LB: Thank you for your thoughts.  What you wrote makes a lot of sense and follows the old adage, if it sounds too good to be true, then it is. Obviously, I am still trying to see if I can make something work.  I am closer to the point of understanding that it is not possible, especially in La Jolla, which also makes sense. I especially appreciated your thoughts on the 'real' value of foreclosures.  You have saved me a lot of time with your knowledge.  Again, I am thankful.  

Md: I forgot to mention a major point. All purchases at the courthouse are cash (cashier's checks), no financing accepted, no due diligence period, no "cooling off" period or "I changed my mind"...you get what you get, as is, where it is plus the other baggage (trashed, liens, back taxes, former owners/tenants that don't want to move). I've got access to clean up crews, tax advisors, attorneys and title companies that can help with these issues.  Also, with regard to possibilities in La Jolla, it is possible to find a smokin' deal in La Jolla, just not as numerous and easy to procure. You have to be quick with your research and your cash/financing.
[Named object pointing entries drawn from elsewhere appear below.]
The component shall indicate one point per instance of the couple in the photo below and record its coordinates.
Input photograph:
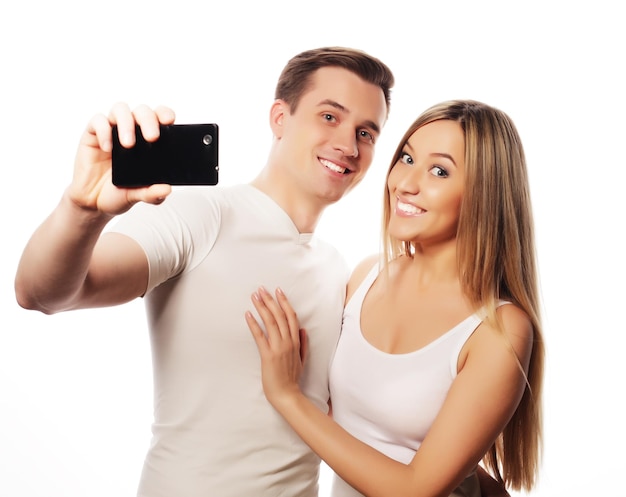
(459, 250)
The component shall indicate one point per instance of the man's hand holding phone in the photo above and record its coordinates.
(91, 186)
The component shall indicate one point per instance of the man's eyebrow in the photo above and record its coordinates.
(342, 108)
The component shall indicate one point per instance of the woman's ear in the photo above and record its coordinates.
(277, 113)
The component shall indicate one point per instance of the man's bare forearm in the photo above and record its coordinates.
(55, 262)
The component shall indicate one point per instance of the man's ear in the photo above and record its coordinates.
(277, 114)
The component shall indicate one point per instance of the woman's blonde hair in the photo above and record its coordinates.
(496, 260)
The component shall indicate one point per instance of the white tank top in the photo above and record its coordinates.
(389, 401)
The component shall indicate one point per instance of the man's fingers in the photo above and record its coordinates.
(121, 116)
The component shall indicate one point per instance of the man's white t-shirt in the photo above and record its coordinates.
(214, 433)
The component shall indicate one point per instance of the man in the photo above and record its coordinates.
(197, 259)
(199, 256)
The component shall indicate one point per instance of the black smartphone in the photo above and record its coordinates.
(184, 154)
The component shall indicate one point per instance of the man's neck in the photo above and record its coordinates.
(304, 215)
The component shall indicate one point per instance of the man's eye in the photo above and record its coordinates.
(406, 158)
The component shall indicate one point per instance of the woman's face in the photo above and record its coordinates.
(426, 184)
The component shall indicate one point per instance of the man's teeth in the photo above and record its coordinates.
(333, 167)
(408, 208)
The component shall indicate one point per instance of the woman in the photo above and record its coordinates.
(441, 347)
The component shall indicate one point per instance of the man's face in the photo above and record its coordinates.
(326, 146)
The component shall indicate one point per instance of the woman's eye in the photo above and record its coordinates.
(366, 135)
(439, 171)
(406, 158)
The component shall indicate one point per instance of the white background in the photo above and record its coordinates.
(75, 388)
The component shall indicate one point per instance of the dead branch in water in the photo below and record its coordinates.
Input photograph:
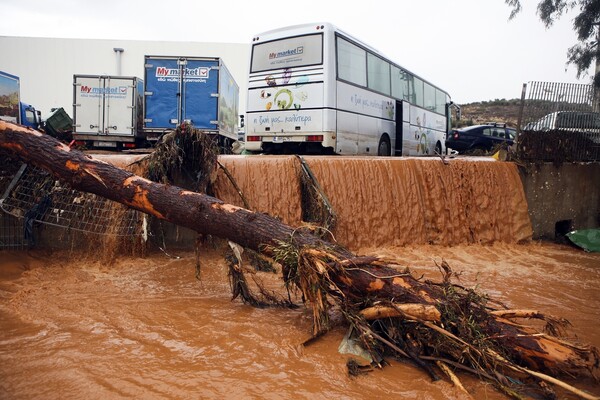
(459, 325)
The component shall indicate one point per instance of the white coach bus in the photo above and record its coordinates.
(315, 89)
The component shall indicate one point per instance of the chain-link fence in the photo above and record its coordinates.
(559, 122)
(34, 197)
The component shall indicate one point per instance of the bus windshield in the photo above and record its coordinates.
(299, 51)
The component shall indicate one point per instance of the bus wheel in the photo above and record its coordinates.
(384, 148)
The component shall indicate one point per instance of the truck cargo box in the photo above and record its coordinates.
(107, 110)
(9, 98)
(197, 90)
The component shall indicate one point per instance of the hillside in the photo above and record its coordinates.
(499, 110)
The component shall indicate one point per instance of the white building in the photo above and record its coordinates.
(46, 65)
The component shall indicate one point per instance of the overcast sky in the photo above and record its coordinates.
(467, 47)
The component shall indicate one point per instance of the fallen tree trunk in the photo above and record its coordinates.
(365, 288)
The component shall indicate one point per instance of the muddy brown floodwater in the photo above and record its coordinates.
(73, 327)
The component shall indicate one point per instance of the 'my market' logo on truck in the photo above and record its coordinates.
(287, 53)
(97, 91)
(200, 72)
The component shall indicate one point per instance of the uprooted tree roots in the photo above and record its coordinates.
(439, 326)
(446, 327)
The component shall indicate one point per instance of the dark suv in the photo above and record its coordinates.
(482, 138)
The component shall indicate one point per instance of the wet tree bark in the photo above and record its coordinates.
(201, 213)
(368, 277)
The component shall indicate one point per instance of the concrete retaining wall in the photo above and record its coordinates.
(562, 198)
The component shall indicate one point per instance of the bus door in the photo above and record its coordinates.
(399, 120)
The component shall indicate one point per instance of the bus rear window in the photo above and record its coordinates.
(299, 51)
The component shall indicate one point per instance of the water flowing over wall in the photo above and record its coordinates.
(391, 201)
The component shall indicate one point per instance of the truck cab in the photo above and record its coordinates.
(30, 116)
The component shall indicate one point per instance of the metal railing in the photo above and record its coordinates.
(34, 197)
(558, 122)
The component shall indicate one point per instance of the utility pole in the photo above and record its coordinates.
(596, 80)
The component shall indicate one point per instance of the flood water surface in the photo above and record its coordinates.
(73, 327)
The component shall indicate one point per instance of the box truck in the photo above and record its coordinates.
(196, 90)
(12, 109)
(107, 111)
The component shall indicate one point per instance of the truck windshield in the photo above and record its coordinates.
(299, 51)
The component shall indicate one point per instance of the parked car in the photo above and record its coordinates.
(482, 138)
(584, 121)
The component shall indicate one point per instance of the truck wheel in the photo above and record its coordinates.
(384, 148)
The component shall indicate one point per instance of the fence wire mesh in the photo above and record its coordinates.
(559, 122)
(34, 196)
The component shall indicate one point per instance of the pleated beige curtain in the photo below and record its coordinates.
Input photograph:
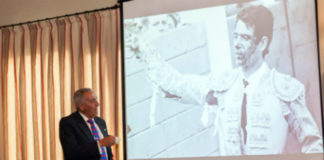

I am helping other investors but they only look at the zip codes and short term return on investment - they're not afraid of ugly properties. There are many other subtle nuances I can share with you if you are really interested in this type of purchase, just ask. I hope all this helps.

LB: When you write 'they are not afraid of ugly properties', what do you mean?

Md: Ugly as in total cosmetic fixers, some needing roofs, kitchens, bathrooms and termite work, landscaping front and rear, general updating, etc. These are all over the county, typically east of I-5 and older construction. La Jolla properties are generally in pretty good shape, relatively speaking of course. Although I have seen a few coastal train wrecks. Remember, for purposes of this one real estate agent's illustration, ugly is in the eye and wallet of the beholder.

Like I said, be informed and judge for yourself.